Pre-tax corporate earnings have only grown 6% since their pre-financial crisis peak during third quarter of 2006. When adjusted for inflation, pre-tax corporate earnings have actually fallen 16% since then.
Nonetheless, the S&P 500 has risen roughly 80% since its 2007 peak and total stock market capitalization has risen from 110% of GDP in 2007 to nearly 140% today. The only time that it was higher was in 1999 at the height of the Dot-Com bubble.
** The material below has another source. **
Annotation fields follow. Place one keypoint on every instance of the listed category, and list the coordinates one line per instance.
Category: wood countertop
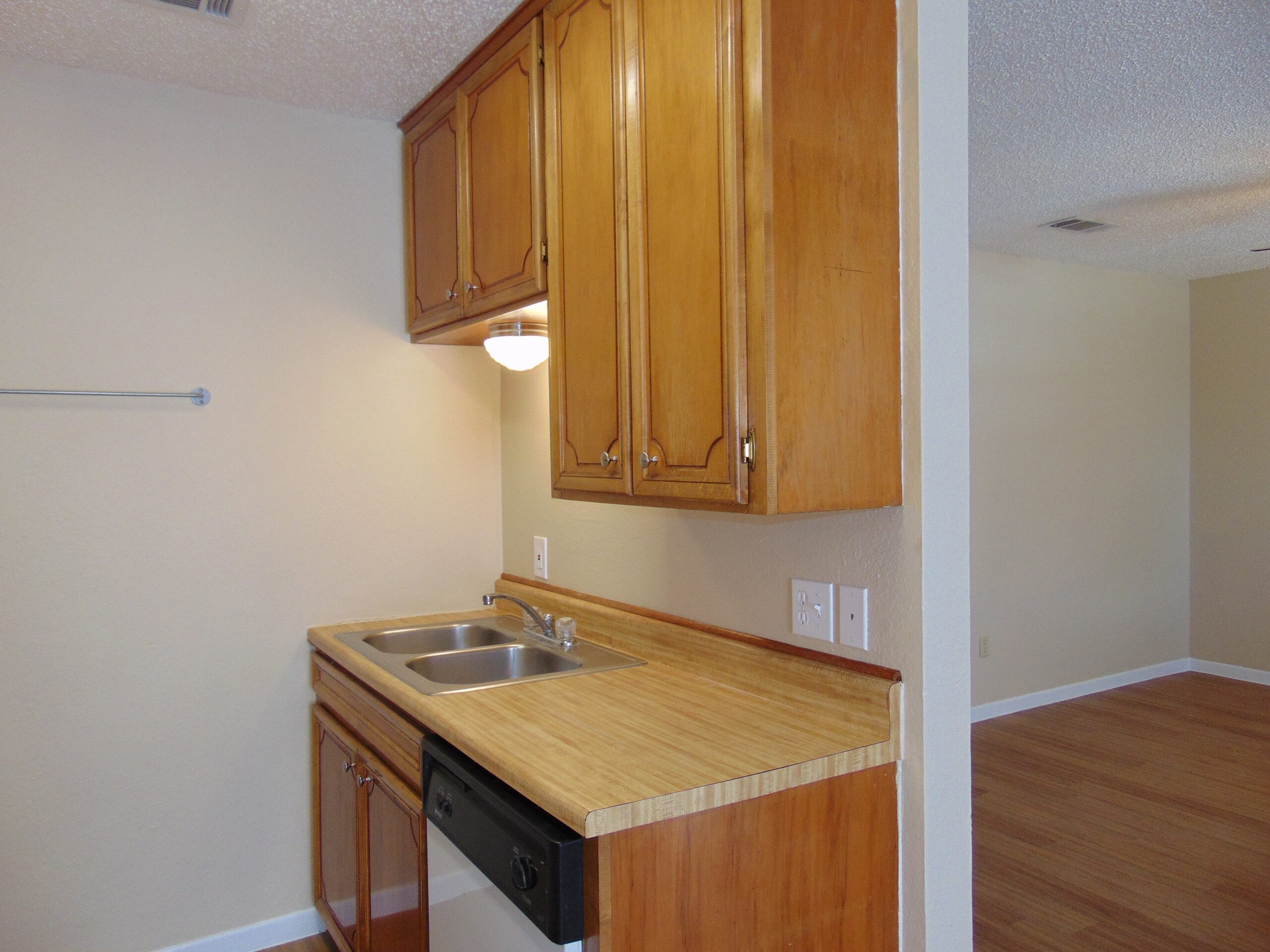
(708, 721)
The Total US Stock Market Capitalization to GDP Ratio
The current bull market, the longest in American history, has not been built on the strongest economic expansion in history. It has been built on the most accomodative interest rates in recorded human history. That accomodative environment has, in turn, been enabled by years of historically disappointing global growth and ceaseless recession fears. We have stumbled from the Financial Crisis, to the Arab Spring, to the European Sovereign Debt Crisis, to the collapse in commodity prices, to more European sovereign debt crises, to Brexit, to an earnings recession, to a transportation recession, to a Chinese deceleration, to trade wars, and to the current global economic slowdown.
Sandwiched in between those various ‘crises’ was 2017 and 2018, when the US managed to implement some of the only examples of meaningful pro-growth structural economic policy since the Financial Crisis. It is probably not a coincidence that, during this expansion, 2018 was both the strongest year for the US economy and the worst year for the S&P 500. The market only started to recover when everything got gloomy again and central banks started talking about re-accommodating.
Fast forward to today, and everyone, everywhere is talking about a looming global recession. For what it’s worth, I cannot remember a recession that everyone predicted in advance.
As long as it doesn’t get wildly out of control, bad news on trade, more downward growth reversions, and occasional downward volatility in markets are just going to get the central bank printing presses running faster.
Sooner than later, central banks will run out of policy space for further accommodation. Until then, financial markets remain the only transmission mechanism left for economic stimulus. Bad news is good news and more bad news seems inevitable.